Man merkt, wenn man von Johanngeorgenstadt ausgeht, nicht seine Höhe so auffallend, denn von diesem Gebirge steigt er immer allmählig empor. Als Fremder findet man allein den Weg nicht, man muß einen Führer nehmen und um 1 Uhr früh, versehen mit geistigem Getränke und einem tüchtigen Frühstücke, (denn auf hohen Bergen wird man bald und oft hungrig) sich aufmachen, daß man vor Sonnenaufgang oben ist; denn das ist der herrlichste, erhabendste Genuß, hier den Fürsten des Tages aus seinem Rosenbette steigen zu sehen.

Angenehm ist von Steinbach aus der Weg freilich nicht, denn bisweilen ist es sumpfig, und Frauenzimmer mögen sich mit Stiefeln verwahren; dann geht man auf lauter quer gelegten Stangen den größten Theil des Weges hinan, immer von hohem, dunklem Wald umgeben. Es wird der Auersberg häufig von Fremden und Einheimischen besucht, und die letztern wallfahrten in ganzen Gesellschaften dahin. Von Eibenstock aus ist der Weg besser, aber man muß viel steigen, denn von Wildenthal aus hebt sich der Berg steil empor. Der angenehmste Weg ist von Sosa aus.

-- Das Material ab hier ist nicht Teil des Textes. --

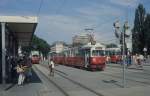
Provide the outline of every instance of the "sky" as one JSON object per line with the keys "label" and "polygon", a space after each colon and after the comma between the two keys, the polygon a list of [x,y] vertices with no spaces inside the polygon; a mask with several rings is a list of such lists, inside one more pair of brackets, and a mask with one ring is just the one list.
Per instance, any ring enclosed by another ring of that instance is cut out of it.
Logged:
{"label": "sky", "polygon": [[139,3],[150,13],[150,0],[0,0],[0,15],[38,16],[35,34],[49,44],[72,43],[74,35],[85,33],[114,43],[113,23],[120,20],[122,26],[128,20],[132,29]]}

Der obere Theil des Berges (nicht, wie Merkel bemerkt, der höchste Punct) wird der _Thurm_ genannt, indem Johann Georg I., welcher bei einer Jagd sich auf der Spitze des Berges befand und von der herrlichen Aussicht entzückt ward, einen hölzernen Thurm drauf bauen ließ, von welchem man jetzt aber wenig oder gar keine Spuren mehr findet. Dieser Scheitel des Berges ist ziemlich groß und eben, mit Riedgras und Beersträuchern weit bedeckt und auf der etwas tiefern Morgenseite zu von Waldung umrundet, welche aber der Aussicht keinen Schaden thut. Man trifft übrigens weiter unten nach Sosa zu hier und da tiefe Gruben, oft in Fels, welche aber nicht alle um des Bergbaus willen entstanden zu seyn scheinen, denn man nimmt nicht das geringste Merkmal irgend eines Aufsturzes oder einer Halde wahr; auch findet man Himbeere von unvergleichlichem Geschmacke.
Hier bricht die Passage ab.